Piazza Armerina è un comune di 21.040 abitanti della provincia di Enna, nella Sicilia centrale famoso nel mondo per i mosaici romani della villa del Casale
La cittadina è nota per far parte dei cosiddetti "comuni lombardi" di Sicilia, il cui vernacolo (appartenente al gruppo cosiddetto "gallo-siculo") ha poco a che fare con gli idiomi indigeni e molto invece con quelli delle regioni settentrionali piemontesi, specie delle zone del Monferrato.

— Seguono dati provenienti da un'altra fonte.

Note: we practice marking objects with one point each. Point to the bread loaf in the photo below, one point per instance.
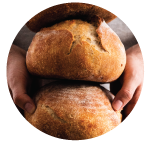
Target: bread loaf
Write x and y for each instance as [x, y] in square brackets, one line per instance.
[77, 50]
[74, 110]
[65, 11]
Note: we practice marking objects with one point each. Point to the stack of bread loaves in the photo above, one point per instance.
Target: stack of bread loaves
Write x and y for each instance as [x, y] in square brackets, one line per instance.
[74, 44]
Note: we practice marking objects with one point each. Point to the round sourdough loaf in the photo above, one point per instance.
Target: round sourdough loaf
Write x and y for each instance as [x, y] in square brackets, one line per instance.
[77, 50]
[74, 110]
[65, 11]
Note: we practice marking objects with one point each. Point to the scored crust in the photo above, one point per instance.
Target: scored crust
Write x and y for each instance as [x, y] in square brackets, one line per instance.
[74, 110]
[77, 50]
[65, 11]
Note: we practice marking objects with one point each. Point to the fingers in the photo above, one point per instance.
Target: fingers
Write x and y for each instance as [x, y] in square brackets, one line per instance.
[125, 94]
[21, 99]
[131, 105]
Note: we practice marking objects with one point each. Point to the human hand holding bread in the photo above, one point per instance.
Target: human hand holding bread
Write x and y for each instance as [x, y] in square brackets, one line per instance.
[131, 82]
[76, 50]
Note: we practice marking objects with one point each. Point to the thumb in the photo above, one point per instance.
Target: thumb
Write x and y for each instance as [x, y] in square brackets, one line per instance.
[125, 94]
[21, 99]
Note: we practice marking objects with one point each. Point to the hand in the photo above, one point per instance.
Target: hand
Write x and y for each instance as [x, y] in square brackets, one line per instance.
[130, 83]
[18, 80]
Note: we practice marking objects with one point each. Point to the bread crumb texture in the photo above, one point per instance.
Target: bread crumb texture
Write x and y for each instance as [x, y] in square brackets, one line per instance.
[74, 111]
[77, 50]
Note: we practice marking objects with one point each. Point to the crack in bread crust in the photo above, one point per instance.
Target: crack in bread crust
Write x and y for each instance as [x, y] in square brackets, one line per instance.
[53, 114]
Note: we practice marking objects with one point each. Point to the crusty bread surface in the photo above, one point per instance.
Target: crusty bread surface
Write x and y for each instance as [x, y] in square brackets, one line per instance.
[65, 11]
[77, 50]
[74, 110]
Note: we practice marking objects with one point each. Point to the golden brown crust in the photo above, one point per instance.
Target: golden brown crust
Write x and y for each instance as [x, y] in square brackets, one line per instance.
[70, 10]
[74, 110]
[77, 50]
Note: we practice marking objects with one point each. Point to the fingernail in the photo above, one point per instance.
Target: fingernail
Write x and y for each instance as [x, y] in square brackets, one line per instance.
[117, 105]
[29, 108]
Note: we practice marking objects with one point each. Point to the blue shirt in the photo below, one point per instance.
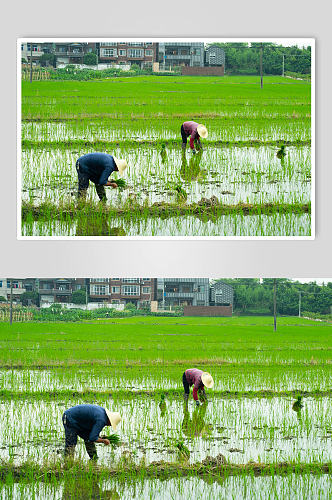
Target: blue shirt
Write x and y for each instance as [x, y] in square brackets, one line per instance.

Il fatto è spiegabile storicamente per essere stata distrutta la precedente cittadina di Piazza - edificata dal re normanno Ruggero II di Sicilia su un precedente insediamento greco-romano (forse Platea/Plutia) - da re Guglielmo I di Sicilia per punirla della sua ribellione capeggiata da Ruggero Sclavo,figlio illegittimo del Conte Simone aleramico ,che in pratica aveva trucidato la popolazione araba.

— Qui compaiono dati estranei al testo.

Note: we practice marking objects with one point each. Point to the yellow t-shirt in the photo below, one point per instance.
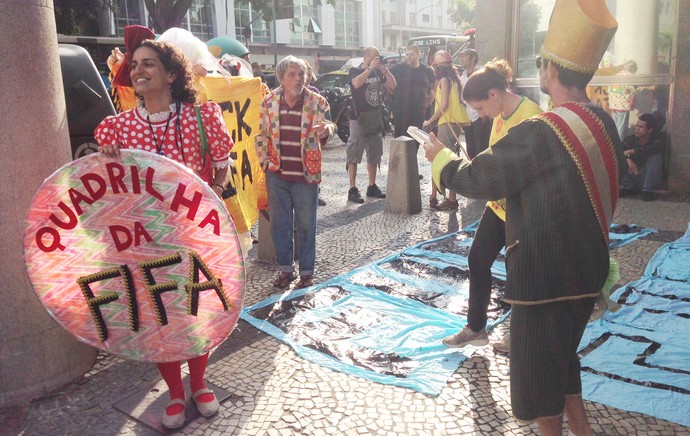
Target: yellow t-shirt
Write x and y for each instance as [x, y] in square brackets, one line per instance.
[456, 111]
[526, 109]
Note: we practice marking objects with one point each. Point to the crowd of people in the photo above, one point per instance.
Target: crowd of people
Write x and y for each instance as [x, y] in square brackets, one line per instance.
[529, 165]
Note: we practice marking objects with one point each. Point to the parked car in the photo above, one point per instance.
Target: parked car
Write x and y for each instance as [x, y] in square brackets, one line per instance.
[87, 99]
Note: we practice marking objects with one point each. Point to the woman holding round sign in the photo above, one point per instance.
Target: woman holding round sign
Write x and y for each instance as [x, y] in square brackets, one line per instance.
[166, 121]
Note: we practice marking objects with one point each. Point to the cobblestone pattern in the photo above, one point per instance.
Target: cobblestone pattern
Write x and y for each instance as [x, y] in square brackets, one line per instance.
[275, 392]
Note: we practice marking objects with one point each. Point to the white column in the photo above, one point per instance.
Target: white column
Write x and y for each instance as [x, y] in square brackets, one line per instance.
[36, 354]
[637, 34]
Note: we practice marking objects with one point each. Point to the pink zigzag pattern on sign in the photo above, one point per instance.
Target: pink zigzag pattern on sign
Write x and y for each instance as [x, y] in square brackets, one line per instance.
[90, 249]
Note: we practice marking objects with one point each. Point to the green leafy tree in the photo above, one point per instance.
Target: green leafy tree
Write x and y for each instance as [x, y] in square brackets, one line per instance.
[79, 17]
[165, 14]
[462, 13]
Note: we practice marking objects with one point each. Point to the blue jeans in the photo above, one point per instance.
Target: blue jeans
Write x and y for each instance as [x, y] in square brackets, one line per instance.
[290, 204]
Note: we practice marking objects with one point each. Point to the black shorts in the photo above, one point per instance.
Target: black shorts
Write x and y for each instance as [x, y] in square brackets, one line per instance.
[544, 365]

Successivamente essa fu ricostruita più in alto da Guglielmo II sul colle Armerino e ripopolata con genti provenienti dalle aree "longobarde" settentrionali.
Il dialetto è stato studiato fra gli altri da Remigio Roccella che ha provveduto a stilare un Vocabolario della lingua parlata in Piazza Armerina (Caltagirone, 1875 e successiva riedizione di Forni, Bologna, 1970) ma si possono ricordare anche i contributi di Litterio Villari (Storia della città di Piazza Armerina - L'antica Ibla Erea, Piacenza, La Tribuna, 1973).

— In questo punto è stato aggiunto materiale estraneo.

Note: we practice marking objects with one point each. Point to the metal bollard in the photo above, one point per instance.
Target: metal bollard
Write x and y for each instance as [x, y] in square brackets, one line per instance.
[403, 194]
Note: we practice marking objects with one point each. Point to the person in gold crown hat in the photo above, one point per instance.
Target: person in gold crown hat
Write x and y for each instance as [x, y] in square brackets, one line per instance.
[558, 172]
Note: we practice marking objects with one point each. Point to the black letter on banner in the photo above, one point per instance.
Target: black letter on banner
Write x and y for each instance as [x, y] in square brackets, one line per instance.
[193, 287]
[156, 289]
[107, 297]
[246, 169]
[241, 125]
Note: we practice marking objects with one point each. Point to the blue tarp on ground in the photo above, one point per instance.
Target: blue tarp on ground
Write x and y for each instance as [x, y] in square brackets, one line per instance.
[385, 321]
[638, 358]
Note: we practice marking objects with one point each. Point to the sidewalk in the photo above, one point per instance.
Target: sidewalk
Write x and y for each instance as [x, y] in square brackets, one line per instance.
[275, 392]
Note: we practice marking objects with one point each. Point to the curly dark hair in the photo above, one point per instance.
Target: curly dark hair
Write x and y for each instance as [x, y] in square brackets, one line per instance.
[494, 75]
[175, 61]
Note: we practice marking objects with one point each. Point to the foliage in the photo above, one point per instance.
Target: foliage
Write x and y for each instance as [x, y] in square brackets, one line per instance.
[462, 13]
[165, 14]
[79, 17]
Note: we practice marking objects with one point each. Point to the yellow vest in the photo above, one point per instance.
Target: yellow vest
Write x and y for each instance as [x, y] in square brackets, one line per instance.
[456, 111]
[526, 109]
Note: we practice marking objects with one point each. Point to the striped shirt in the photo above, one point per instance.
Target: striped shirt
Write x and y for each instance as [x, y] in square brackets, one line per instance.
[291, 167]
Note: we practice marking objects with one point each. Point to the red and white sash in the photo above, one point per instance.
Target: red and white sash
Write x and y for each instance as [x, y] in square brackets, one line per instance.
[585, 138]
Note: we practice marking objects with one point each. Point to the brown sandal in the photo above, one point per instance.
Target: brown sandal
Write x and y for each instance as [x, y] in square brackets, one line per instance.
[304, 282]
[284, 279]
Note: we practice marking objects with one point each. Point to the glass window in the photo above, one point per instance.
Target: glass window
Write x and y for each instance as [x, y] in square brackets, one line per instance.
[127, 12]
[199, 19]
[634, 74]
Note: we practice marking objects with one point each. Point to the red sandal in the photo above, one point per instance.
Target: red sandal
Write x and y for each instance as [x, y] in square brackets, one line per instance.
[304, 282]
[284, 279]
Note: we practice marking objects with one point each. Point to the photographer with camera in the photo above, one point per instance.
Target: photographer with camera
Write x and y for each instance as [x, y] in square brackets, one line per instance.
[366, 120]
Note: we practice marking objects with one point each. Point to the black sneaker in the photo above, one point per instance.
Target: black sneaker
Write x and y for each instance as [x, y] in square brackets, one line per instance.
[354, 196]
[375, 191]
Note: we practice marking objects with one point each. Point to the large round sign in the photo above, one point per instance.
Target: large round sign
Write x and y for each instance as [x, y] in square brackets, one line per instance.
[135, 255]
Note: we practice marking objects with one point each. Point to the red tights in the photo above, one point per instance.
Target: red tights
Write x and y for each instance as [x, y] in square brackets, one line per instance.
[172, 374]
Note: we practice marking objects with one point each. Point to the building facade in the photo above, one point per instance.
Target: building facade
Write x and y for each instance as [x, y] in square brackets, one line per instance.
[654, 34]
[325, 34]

A proposito delle origini piemontesi (anzi “monferrine”) di Piazza Armerina potrebbe riscontrarsi non solo l’uso del dialetto gallo-siculo con le altre notizie storiche variamente confermate ma anche una qualche aneddotica analogia tra un lemma del quale riparleremo e la leggenda che, sulla etimologia del nome Monferrato (in piemontese "mònfrà"), narra come nel 961 d.C. l'allora Conte Aleramo dovesse cavalcare con il proprio cavallo un giorno intero per delineare i confini del futuro suo feudo (che diventerà marchesato) che avrebbe ricevuto in premio da Ottone I per i suoi servigi resigli. In quel giorno sembra che il cavallo di Aleramo perdesse un ferro e il cavaliere, non avendo niente di meglio per rimediare, usasse lì per lì un mattone trovato per terra e, con questo legato allo zoccolo del suo destriero, in guisa di ferratura, al fine di riprendere il suo viaggio. In piemontese il mattone viene chiamato usualmente "mòn" e da lì a "mònfrà" (ferrato con mattone) e quindi "Monferrato", il passo sarebbe breve ! Ma ci sarebbe di più. Risulta infatti che le origini di una particolare etimologia siciliana che indica il mattone siano appannaggio esclusivo di Piazza Armerina e dintorni: in quei luoghi il mattone da costruzione viene usualmente chiamato “zucculettu” che, tradotto in italiano, può suonare più o meno come “piccolo zoccolo”: ecco ritornato lo zoccolo del cavallo di Aleramo e, in qualche modo, riconfermate le origini piemontesi di Piazza Armerina.